Against that background, one must ask whether the Bill will help. Clause 1 sets up the new strategic health authorities--major turbulence. I was sent the document relevant to my constituency. It was entitled "Modernising the NHS: Shifting the Balance of Power in the South East", a grandiose title with geopolitical overtones, but it really means that four health authorities in Hampshire and the Isle of Wight are knocked into one. The first paragraph tells us that NHS reform will

"address the issues that really affect the patients"

but once we have read it, we realise that it does not. It is a thin document with 12 lines on the financial implications on page 21. There are no details of any costs or savings, simply an aspiration that any savings would be earmarked for reinvestment in front-line services. Presumably, the obverse is true: any costs will have to come out of front-line services.
Clauses 2 and 3 propose major reform for PCTs. I am not against that, but it is worth pointing out that those are fragile and untested bodies. On their slender shoulders will pass responsibility for managing large services, employing staff and negotiating with the trusts, and then they will have to do all the stuff in the NHS plan: modernise the service, involve patients and the public, lead on partnership with local authorities and liaise with the independent sector. I am not convinced that they are adequately resourced to take on all those roles. I want an assurance from the Minister that they will not inherit all the deficits from their predecessors.

Clauses 8 and 9 are about money. Every year, there is a huge redistribution of resources in the NHS--it is a larger sum of money than the revenue support grant--but with minimum debate and minimum accountability. On that allocation formula rests the quality of service that our constituents get. It is the so-called York formula.

The local government finance settlement is £36 billion year. There is an open and transparent system of distribution, and a debate about it each year. The spend on the NHS in the UK is £59.1 billion--a far larger sum--but the distribution system is not open, accountable or debated. On those obscure foundations rests the quality of service that our constituents get.

As has been said, under the new regime the money will go direct from the Department to primary care trusts. There will be less room for error. At the moment, it goes to the area and there is viring between the various trusts in order to ensure that there is no problem. There will be no room for manoeuvre under the new regime and a premium on right information.


Mr. Nicholas Winterton (Macclesfield): Will my right hon. Friend give way?

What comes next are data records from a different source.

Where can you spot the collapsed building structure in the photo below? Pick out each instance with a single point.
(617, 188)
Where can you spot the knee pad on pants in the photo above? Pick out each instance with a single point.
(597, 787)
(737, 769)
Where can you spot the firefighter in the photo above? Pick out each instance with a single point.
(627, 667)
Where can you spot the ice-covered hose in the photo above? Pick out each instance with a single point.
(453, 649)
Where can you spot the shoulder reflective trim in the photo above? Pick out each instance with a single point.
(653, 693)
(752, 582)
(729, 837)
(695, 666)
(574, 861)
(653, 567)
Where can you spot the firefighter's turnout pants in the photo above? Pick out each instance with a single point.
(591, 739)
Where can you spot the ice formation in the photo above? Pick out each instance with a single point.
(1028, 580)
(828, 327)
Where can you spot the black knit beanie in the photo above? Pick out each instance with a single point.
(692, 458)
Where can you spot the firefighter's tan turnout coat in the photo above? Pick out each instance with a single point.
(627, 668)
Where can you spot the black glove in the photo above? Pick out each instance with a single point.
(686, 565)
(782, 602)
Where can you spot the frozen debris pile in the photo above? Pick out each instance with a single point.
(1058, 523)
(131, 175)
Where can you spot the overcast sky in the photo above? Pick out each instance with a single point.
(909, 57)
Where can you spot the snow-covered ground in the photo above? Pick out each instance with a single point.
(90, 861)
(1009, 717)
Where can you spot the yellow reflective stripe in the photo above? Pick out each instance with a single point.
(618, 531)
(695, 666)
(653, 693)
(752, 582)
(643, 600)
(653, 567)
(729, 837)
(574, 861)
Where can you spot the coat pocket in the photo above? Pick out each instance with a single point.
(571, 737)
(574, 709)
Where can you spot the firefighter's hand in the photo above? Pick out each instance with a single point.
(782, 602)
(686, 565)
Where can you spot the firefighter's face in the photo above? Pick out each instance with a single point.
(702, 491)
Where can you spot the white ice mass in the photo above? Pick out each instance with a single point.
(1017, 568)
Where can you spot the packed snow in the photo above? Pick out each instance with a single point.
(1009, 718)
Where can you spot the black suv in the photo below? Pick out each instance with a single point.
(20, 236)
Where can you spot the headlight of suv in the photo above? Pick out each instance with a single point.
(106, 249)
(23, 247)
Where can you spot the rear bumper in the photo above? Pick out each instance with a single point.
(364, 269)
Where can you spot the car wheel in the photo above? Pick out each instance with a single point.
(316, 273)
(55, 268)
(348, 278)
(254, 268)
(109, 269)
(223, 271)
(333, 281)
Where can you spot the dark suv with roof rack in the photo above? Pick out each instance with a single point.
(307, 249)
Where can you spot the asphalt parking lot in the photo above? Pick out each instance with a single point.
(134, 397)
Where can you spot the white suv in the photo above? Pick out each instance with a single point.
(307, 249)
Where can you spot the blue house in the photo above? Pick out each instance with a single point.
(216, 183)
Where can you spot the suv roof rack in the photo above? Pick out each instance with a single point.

Sir George Young: I am afraid that I am against the clock. My hon. Friend will know that with the rate support grant there is all sorts of controversy, but if the Government do not get that right, the council tax can act as a buffer. There is no such buffer when it comes to that particular formula.
The independent panel set up by the Minister last year made it absolutely clear that the formula was wrong for Hampshire:

"We heard no evidence to support such a large reduction on the national needs 'norm' . . . Denying the area full funding will not make the population any less . . . health conscious."

I end with a helpful suggestion. How do we take the pressure off the NHS, while adhering to its principles? If we hold the view that money is part of the problem, how can we get the percentage of GDP up without upsetting the Chancellor of the Exchequer? I think that one should introduce what I would call NHS at work--an employment- based health insurance scheme complementary to the NHS.